Enfin, nous avons évoqué le pont sur l'Oyapock ; je reconnais que nous avons pris par rapport au Brésil un peu de retard pour la ratification parlementaire, mais ce sera chose faite incessamment. Nous allons pouvoir commencer ce pont sur l'Oyapock rapidement, puisque les études ont été faites, qui va d'un côté de l'autre de la frontière et qui permettra de relier la Guyane française à la région de l'Amapa .
Nous souhaitons continuer à franchir des étapes dans notre partenariat technologique, en particulier plusieurs accords de travail ont été conclus et ont fait l'objet soit de signature, soit d'accords. Dans l'énergie notamment, s'agissant du nucléaire civil, dans l'espace -je parle de travail de groupes de travail : dans l'espace, où notre coopération doit se développer et où la présence de la base de Kourou nous permet de faciliter les échanges dans ce domaine avec le Brésil. Dans le domaine de la défense et de l'aéronautique, en particulier, avec des relations très importantes entre nos deux pays, avec l'innovation et la lutte contre le changement climatique, qui est l'une de nos préoccupations.

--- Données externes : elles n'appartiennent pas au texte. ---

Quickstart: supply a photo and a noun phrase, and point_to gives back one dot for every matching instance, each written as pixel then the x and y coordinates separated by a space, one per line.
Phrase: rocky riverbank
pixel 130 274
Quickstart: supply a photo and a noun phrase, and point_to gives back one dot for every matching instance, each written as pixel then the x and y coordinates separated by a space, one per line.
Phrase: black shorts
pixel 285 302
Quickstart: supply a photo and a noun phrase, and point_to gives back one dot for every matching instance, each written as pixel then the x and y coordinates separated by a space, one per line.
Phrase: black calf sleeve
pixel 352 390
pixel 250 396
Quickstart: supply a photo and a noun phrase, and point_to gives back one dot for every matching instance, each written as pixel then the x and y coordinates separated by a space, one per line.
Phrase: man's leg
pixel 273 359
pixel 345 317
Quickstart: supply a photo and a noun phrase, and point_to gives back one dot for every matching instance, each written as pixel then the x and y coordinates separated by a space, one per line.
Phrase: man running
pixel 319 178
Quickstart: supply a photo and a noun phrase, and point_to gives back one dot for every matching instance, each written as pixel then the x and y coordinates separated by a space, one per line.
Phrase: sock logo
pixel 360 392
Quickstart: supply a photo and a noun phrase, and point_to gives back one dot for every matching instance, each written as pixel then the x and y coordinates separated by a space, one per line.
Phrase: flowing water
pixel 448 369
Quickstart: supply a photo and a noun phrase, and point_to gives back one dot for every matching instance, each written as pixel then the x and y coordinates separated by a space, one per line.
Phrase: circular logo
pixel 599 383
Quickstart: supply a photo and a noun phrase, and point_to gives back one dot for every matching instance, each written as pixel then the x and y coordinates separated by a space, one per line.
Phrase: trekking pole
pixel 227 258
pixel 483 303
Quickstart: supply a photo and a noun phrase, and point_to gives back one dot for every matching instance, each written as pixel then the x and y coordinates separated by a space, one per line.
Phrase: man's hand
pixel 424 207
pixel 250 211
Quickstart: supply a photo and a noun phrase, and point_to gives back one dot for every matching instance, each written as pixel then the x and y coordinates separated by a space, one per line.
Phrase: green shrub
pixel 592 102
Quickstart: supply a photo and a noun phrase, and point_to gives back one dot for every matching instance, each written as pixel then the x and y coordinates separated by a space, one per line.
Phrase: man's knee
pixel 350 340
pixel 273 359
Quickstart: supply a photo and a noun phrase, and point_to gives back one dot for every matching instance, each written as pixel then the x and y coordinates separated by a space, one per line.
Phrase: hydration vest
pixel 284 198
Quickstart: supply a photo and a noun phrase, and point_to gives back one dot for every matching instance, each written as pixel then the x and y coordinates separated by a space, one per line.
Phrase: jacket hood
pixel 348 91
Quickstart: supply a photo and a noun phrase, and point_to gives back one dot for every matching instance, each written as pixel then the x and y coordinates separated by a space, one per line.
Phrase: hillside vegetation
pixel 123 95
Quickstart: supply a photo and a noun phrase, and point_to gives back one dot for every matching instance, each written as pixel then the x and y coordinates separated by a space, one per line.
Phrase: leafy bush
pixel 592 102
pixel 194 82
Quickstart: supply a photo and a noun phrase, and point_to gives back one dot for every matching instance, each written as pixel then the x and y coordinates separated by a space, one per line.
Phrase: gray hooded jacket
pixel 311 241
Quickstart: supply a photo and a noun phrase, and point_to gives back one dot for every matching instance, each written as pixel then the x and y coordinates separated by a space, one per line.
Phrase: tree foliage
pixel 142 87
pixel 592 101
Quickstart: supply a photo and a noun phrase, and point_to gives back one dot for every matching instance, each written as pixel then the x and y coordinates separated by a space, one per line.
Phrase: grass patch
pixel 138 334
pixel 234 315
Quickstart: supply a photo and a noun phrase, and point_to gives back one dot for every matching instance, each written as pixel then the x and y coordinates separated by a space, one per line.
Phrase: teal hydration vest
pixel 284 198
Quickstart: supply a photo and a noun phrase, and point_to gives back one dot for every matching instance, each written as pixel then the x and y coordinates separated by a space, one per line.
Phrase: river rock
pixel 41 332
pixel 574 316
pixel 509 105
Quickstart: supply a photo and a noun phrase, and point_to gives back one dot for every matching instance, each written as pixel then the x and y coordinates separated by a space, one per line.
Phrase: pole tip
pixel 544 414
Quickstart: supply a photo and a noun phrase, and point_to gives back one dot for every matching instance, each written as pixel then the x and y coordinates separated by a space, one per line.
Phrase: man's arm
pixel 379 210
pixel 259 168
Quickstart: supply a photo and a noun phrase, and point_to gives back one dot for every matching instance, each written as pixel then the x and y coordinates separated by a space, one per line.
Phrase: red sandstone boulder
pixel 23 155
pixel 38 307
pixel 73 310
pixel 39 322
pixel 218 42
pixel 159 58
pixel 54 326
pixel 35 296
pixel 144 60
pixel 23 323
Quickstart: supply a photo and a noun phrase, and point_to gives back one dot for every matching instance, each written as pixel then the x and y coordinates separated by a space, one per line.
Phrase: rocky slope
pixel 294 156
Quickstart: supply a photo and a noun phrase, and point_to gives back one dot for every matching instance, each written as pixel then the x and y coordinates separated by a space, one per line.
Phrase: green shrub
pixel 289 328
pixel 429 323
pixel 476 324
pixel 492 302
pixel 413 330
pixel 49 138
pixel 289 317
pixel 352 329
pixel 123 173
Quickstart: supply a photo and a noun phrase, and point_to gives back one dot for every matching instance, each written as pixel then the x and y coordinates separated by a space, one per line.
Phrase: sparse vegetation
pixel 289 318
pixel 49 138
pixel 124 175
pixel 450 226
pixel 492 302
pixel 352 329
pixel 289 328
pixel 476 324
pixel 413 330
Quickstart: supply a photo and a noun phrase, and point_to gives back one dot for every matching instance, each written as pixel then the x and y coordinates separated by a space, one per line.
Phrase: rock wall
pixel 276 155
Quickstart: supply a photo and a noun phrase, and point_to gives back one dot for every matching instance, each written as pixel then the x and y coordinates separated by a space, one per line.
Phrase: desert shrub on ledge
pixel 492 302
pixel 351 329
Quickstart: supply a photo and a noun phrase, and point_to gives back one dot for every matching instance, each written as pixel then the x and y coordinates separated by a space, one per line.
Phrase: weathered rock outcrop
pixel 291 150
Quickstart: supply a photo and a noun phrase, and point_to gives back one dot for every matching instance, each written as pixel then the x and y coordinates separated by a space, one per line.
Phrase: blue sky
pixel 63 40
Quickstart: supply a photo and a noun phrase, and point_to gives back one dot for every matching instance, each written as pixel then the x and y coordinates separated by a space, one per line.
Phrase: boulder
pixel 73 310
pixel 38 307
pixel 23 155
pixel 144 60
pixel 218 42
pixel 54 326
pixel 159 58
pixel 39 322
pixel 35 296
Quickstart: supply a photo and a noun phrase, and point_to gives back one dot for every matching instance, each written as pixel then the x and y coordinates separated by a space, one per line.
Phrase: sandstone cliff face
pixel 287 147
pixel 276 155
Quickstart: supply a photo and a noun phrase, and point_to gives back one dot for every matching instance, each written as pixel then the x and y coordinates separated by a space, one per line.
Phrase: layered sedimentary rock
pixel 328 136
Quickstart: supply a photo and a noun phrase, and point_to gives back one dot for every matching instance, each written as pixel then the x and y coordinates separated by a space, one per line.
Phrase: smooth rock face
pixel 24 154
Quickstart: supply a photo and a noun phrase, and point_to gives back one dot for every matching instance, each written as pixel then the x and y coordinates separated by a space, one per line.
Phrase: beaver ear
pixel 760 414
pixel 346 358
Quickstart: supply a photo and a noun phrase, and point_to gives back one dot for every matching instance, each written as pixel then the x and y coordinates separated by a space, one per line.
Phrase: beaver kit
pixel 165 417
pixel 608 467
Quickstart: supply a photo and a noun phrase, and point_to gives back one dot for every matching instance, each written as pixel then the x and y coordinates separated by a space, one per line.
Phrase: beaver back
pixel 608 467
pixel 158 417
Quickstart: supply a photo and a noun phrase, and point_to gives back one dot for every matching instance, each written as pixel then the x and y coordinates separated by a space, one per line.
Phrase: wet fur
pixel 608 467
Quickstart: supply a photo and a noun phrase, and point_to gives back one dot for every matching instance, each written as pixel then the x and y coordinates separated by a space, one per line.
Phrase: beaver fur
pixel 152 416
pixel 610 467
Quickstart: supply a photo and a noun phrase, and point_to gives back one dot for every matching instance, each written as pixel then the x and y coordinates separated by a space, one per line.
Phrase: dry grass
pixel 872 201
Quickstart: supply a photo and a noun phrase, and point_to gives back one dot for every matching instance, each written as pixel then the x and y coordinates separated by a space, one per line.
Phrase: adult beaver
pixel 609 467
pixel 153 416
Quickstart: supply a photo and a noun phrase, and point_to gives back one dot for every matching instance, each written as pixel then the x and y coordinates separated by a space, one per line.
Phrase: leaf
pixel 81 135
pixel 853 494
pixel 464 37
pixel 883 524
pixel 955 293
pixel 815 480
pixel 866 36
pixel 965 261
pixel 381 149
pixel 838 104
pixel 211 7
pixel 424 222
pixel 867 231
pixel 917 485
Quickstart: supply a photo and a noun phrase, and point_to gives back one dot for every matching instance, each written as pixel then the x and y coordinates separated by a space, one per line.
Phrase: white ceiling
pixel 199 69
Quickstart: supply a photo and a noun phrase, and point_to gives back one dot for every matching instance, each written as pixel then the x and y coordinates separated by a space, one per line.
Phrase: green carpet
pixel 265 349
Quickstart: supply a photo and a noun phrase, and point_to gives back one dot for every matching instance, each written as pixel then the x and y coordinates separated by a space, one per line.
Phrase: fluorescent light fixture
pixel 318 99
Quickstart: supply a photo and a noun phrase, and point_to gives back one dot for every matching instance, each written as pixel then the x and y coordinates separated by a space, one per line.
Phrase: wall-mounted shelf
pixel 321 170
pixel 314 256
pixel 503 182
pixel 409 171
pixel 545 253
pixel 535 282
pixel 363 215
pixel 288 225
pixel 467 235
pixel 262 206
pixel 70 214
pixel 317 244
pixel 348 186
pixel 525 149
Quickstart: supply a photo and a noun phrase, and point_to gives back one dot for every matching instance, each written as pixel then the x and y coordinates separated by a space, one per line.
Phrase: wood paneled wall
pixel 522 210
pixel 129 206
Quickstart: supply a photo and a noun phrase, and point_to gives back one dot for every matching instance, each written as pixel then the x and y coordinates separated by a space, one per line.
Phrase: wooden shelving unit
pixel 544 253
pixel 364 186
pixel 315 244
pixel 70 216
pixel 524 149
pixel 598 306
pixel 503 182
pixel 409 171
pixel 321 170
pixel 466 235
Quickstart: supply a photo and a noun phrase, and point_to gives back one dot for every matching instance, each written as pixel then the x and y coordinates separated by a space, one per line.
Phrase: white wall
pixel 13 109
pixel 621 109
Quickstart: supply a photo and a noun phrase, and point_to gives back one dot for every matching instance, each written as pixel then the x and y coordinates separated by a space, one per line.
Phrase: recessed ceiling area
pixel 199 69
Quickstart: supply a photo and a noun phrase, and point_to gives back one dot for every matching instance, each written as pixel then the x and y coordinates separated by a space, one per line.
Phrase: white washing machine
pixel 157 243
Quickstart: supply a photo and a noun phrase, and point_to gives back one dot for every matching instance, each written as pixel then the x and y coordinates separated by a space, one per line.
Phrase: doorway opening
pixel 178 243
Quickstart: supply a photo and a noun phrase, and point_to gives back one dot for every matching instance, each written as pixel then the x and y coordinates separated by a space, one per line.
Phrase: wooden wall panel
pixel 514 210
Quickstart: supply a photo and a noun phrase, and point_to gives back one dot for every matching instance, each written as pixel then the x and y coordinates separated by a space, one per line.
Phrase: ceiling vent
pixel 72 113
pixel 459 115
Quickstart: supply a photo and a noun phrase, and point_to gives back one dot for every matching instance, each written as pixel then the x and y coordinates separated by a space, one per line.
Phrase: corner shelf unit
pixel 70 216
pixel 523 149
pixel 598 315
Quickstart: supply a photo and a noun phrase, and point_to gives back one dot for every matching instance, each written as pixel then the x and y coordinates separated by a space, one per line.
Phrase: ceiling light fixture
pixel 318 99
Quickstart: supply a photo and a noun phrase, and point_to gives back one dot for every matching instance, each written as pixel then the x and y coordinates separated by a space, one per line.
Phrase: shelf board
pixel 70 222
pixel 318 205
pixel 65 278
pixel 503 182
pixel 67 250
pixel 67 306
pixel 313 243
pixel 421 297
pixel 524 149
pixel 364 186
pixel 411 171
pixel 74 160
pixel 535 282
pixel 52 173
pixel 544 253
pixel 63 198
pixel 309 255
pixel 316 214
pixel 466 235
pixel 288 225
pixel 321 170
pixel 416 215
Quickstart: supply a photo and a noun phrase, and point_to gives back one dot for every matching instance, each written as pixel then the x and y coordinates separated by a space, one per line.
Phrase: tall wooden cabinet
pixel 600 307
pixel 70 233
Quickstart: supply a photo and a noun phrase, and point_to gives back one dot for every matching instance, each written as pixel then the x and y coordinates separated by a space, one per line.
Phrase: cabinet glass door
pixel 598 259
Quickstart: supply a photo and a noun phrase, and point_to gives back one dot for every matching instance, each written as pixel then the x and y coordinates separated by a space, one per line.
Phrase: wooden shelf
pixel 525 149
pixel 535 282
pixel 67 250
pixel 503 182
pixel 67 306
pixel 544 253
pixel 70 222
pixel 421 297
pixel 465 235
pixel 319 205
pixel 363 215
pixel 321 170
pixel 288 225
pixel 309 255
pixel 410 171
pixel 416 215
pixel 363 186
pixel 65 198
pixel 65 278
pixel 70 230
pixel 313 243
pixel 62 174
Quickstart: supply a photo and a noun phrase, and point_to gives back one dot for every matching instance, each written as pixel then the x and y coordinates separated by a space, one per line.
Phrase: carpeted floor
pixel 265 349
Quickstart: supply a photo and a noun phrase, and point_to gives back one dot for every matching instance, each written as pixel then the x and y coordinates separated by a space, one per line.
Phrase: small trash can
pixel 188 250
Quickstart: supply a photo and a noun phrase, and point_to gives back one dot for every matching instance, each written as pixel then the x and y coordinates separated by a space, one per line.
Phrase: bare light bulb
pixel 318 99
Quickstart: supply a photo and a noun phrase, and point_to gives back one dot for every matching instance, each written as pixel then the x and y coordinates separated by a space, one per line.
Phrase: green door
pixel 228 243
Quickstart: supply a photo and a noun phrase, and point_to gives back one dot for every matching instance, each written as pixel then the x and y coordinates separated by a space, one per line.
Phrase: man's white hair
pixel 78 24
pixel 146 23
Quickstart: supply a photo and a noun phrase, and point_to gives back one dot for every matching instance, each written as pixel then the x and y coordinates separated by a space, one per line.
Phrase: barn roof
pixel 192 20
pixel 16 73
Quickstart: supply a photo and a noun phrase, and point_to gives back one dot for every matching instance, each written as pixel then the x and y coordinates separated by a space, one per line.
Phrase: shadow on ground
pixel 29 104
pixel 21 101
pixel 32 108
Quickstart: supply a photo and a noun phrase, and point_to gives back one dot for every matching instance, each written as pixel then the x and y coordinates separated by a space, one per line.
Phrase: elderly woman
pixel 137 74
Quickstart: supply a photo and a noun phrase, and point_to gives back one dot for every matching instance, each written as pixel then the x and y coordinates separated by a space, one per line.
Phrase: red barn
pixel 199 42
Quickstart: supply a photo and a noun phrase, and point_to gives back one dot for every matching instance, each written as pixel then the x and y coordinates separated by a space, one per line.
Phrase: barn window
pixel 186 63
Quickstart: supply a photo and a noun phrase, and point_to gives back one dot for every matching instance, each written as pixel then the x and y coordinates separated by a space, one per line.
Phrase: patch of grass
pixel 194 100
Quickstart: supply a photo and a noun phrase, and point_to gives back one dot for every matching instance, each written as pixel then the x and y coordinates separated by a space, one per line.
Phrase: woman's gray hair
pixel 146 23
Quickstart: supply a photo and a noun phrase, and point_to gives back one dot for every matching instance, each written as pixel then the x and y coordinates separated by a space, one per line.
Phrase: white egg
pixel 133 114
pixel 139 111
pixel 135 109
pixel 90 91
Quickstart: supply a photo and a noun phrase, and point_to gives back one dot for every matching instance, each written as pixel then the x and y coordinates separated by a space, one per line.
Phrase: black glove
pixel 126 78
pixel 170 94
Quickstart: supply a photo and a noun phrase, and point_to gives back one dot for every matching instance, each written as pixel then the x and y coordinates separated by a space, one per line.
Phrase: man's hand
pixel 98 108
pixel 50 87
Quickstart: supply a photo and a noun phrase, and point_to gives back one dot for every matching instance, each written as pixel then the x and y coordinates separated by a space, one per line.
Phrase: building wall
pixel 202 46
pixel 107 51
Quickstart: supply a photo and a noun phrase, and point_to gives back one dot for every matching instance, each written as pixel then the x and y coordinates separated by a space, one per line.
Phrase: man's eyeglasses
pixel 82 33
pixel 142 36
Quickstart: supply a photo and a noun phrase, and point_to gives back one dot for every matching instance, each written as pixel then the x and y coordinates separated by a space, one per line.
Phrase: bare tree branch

Aujourd'hui, de nouveaux accords ont été signés, on les a évoqués tout à l'heure, tout ceci pour vous dire que la relation entre nos deux pays reste une relation véritablement d'amis, excellente et sans problème.
Voilà simplement ce que je voulais dire avant que le Président donne la parole à ceux qui souhaiteraient la prendre.
QUESTION – Ma question s'adresse aux deux Présidents : vous avez évoqué, Monsieur le Président de la République, le différend qui oppose nos deux pays à l'OMC sur la question des subventions agricoles. Quel contenu mettez-vous dans le "donnant-donnant" dont vous avez parlé, Monsieur CHIRAC, dans votre interview à "TV GLOBO" ? Qu'êtes-vous prêt à concéder l'un et l'autre pour sortir de l'impasse ? Le Brésil est-il prêt à ouvrir davantage son marché à l'industrie et aux services européens ?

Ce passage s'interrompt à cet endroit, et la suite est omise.